As far as the world was concerned, the party was over before the guest of honor arrived. Santa’s grocery store workshop was moving on.

Over the holidays, I watched an old Christmas movie called “The Holly and the Ivy.” In the movie a family came to some redemptive new understandings one Christmas Eve — just as a new understanding was reached between Heaven and earth one evening 2,000 years ago

As one of the characters in the movie says, “There’s something about Christmas morning. The first moment when you wake up . . . you always know it’s Christmas . . . it’s as if during the night while you were asleep, something had happened.”

CHRISTMAS IS OVER, RIGHT?

As Christians we believe something — or rather Someone — sure did happen. The only thing to which I can personally compare that sense of startling joy was the blessing of being present at the birth of my daughter, Sarah. Someone had arrived who was promised. That same sense of a miracle unfolding was prefigured by Isaiah 700 years before Christ’s birth, “They name him Wonder-Counselor . . . .” (Isaiah 9:6)

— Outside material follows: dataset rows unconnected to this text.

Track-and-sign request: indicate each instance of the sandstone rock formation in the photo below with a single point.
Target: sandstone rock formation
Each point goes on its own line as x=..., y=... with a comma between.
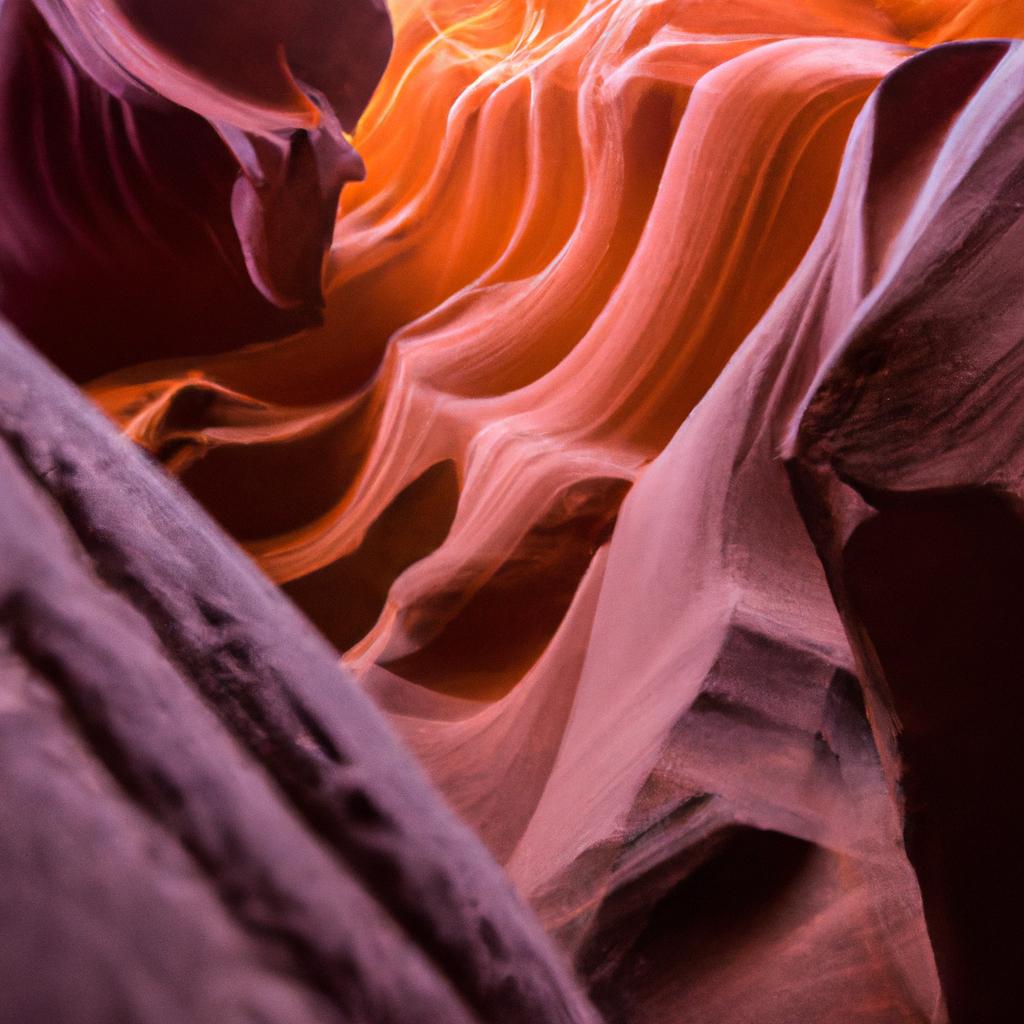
x=654, y=468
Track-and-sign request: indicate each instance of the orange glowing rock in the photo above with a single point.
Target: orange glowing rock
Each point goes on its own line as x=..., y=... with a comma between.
x=516, y=480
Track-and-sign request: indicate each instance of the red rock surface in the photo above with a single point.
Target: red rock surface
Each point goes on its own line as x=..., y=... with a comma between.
x=654, y=466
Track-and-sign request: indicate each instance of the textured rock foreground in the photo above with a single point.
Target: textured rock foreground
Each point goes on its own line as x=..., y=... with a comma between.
x=203, y=818
x=652, y=460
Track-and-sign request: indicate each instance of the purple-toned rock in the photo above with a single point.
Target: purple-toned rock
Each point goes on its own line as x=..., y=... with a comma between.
x=203, y=819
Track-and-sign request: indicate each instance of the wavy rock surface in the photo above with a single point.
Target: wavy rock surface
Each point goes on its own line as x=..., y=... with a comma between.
x=204, y=818
x=663, y=350
x=169, y=172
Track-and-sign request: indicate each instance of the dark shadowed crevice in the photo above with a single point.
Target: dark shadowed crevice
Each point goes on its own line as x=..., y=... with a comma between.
x=937, y=580
x=345, y=598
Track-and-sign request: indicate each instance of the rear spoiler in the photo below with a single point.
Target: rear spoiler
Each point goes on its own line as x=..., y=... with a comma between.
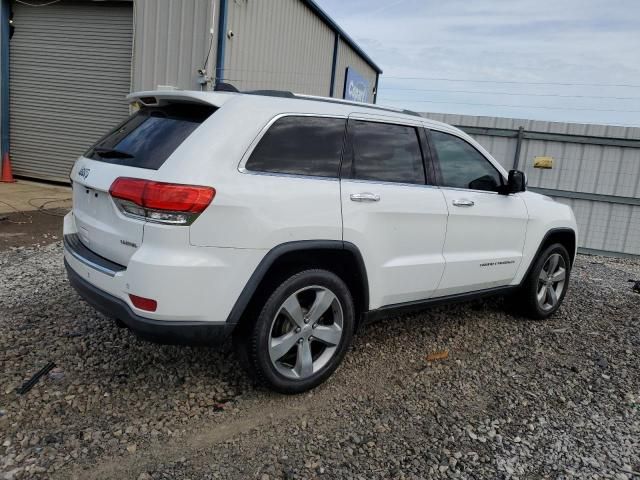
x=155, y=98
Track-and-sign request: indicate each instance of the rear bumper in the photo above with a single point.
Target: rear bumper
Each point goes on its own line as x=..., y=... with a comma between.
x=159, y=331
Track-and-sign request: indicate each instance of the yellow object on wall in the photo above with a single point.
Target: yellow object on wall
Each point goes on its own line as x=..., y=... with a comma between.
x=543, y=162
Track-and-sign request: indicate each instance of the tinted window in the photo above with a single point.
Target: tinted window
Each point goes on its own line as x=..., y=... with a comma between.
x=385, y=152
x=149, y=136
x=462, y=166
x=300, y=146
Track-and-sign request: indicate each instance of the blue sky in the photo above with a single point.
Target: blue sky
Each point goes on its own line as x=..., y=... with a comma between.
x=564, y=60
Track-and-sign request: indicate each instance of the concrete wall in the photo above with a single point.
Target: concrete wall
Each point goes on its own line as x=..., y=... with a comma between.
x=600, y=182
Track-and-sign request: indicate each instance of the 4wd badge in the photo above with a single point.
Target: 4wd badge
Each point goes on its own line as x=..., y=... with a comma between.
x=84, y=172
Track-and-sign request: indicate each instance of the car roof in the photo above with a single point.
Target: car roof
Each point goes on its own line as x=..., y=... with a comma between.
x=282, y=102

This column is about Christmas, and in that sense, it’s dated: Christmas is over, right? Well, some parts of 2020 definitely got old: warmed-over Muzak in the malls, over-heated politics in the halls, and most of all — COVID 2020.

But we want to make sure we never lose or set aside the only real Christmas gift that matters — the birth of hope.

As the Ghost of Christmas Present tells Ebenezer Scrooge in Dickens’ “A Christmas Carol”: “Mortal! We Spirits of Christmas do not live only one day of our year. We live the whole three-hundred and sixty-five. So is it true of the Child born in Bethlehem. He does not live in . . . hearts one day of the year, but in all days of the year.”

Paul conveys that same idea of a wondrous gift at once promised and fulfilled to Titus, his colleague-in-Christ. “The grace of God has appeared,” he writes, “training us . . . in this age, as we await the blessed hope.”

NIGHT WILL NEVER BE AS DARK AGAIN

Meanwhile, as we anticipate the end of “this age” (which incidentally is the end of the world), we live in the present — the only time in which sin and salvation are equally accessible.

Christ’s decree of hope is that “the whole world should be enrolled,” though not as in “the first enrollment, when Quirinius was governor of Syria,” but in a new census of souls, each eager to be counted as one of “those on whom his favor rests.” (Luke 2: 1-14)

Why not start in January? As my predecessor in this column space, my father-in-law the late Jerry Klein wrote, “There should be a little celebration for January . . . a quiet one . . . with no fanfare or paper hats or champagne (but) a deep appreciation for . . .the promise of what is to become.”

In C.S. Lewis’s Christian allegory, “The Lion, the Witch and the Wardrobe,” the setting is a frozen-souled land that has yet to be redeemed, a place where, as the young character Lucy says, “It is always winter and never Christmas. How awful!” But January is different because of Christmas.

In every life, there will still be tall-shadowed days before our souls spring off on their eternal adventures, but something happened that long-ago Christmas Eve, and night will never be as dark again.

We needn’t be afraid, “For today in the City of David a Savior has been born for you who is Messiah and Lord.” (Luke 2:11) That’s the gospel truth — something worth going to tell on the mountain, or even in Central Illinois.